Golden Time:Volume1 Chapter2
Golden Time 1: Chapter 2
Chapter 2

Tada Banri was eating a boiled egg.
Thursday, first period. To some extent, if he attended, he could easily get more popular in sports science. The lecture started five minutes ago.
Rather than miss breakfast because he slept in late, he had brought along two eggs he’d boiled last night in a plastic bag, and in the fifth seat back he was quietly munching on them.
Sitting with his seat tilted back, there was no way he’d be seen, so it was really no big deal. By his right hand was a blue-capped bottle of Ajishio. In his left hand, an egg. Writing with his right hand, he ate with his left. Write. Chomp. Write. Chomp. ...Really, truly, it was no big deal. Speaking of highlights, he’d hurt himself last night while cracking the eggs with a framed picture, something he didn’t like to remember. Distracted by the memory, he ran into the corner of a desk and flew into the last empty seat, startling the guy next to him.
Did he bring the boiled eggs? Yep. Did he bring salt too? Yep. And so on. A conversation nearly blossomed, but shortly the guy’s buddy showed up, so Banri turned back quietly to his boiled eggs.
The girls right behind Banri, so he couldn’t hear them, were typing notes to each other on their cellphone displays. That guy in front of us petrified his eggs, didn’t he? They’re overcooked. The yolks have turned black. He’s drinking too much oolong tea. You can see his lips wrinkling. It looks like he brought salt in that bottle. Smile. Do it.
Banri didn’t notice he was being talked about.

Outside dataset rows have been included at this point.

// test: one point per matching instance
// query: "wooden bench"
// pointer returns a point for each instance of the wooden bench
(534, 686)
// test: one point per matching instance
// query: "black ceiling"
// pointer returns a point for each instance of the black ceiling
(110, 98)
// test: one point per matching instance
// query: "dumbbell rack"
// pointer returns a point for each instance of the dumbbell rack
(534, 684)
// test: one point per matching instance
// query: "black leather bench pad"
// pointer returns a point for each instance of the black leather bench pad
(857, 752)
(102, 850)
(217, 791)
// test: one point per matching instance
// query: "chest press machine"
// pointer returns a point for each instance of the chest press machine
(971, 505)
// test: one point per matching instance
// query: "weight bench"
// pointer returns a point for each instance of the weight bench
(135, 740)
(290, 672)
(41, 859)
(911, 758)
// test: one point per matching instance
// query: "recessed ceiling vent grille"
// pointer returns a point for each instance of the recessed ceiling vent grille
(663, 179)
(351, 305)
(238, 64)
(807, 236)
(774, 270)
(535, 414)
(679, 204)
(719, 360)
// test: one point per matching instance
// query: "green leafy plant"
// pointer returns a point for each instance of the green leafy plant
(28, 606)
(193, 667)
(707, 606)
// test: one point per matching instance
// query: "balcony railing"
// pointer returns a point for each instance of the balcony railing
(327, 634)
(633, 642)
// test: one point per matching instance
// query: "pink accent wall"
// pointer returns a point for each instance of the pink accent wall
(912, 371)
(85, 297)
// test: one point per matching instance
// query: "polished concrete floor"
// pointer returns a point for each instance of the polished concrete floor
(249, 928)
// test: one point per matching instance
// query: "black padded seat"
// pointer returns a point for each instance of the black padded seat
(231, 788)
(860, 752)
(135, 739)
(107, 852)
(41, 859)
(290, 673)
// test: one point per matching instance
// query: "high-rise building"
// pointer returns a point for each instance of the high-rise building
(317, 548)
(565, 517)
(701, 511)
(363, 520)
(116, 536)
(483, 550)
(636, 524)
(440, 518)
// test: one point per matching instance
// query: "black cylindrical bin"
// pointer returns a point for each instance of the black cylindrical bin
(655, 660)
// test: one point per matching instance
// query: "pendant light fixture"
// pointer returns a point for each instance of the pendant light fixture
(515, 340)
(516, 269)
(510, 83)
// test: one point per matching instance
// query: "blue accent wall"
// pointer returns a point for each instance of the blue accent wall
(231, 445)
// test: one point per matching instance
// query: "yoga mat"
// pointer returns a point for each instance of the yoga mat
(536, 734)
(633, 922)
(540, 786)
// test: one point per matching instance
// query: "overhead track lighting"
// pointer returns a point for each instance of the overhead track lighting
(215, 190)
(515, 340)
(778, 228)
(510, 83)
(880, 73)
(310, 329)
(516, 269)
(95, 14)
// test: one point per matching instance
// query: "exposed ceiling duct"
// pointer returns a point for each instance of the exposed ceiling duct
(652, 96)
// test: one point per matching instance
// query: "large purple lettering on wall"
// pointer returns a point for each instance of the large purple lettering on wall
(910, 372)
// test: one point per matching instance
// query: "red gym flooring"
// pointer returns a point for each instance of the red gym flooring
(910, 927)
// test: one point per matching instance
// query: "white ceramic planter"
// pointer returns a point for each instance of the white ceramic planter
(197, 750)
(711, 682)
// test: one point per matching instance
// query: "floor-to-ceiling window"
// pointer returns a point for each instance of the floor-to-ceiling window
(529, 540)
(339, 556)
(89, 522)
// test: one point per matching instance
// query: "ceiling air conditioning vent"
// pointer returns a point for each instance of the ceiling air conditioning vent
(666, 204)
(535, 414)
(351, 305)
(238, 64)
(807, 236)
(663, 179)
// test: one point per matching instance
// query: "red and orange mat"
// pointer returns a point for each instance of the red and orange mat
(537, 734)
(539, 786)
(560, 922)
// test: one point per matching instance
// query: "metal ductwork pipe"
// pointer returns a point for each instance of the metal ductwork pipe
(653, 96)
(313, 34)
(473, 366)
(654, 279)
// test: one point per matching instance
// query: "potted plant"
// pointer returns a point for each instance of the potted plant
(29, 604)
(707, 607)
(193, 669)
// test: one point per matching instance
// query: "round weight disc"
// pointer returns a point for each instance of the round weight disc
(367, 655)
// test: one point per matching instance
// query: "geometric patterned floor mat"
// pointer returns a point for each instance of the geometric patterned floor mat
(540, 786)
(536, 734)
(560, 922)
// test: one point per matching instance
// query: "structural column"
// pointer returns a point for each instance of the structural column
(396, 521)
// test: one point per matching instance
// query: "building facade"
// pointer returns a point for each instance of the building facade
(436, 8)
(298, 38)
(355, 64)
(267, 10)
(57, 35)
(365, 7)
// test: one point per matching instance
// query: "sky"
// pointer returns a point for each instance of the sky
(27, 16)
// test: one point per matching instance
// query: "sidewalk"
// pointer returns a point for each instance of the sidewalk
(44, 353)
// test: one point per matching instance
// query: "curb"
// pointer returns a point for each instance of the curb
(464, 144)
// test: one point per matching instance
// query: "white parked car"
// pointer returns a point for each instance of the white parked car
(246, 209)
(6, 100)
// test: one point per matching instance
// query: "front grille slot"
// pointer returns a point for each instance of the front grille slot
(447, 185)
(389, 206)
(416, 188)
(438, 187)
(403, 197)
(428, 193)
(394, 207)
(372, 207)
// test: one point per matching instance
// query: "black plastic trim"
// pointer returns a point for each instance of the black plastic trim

Bodyless though I am, I’m always watching things.
In the week and some days that had passed since the entrance ceremony, it had been registration time, and the campus overflowed with students. From the freshmen like Banri, to the seniors in their suits, going every which way to lectures, with huge schedules about the size of tatami mats, on the verge of tearing where they’ve been folded from opening and closing them while visiting in the corridors, going to and from classrooms, occupying benches, sending messages by cellphone.
But that’s the way students come to college, at least in the spring, I think. Once the long summer vacation starts, half the campus population magically disappears. One or two people, perhaps a few more earlier, might even have lost their bodies like me. Having died, I mean. I’m not waiting for it eagerly though, really, but that kind of thing can’t be avoided.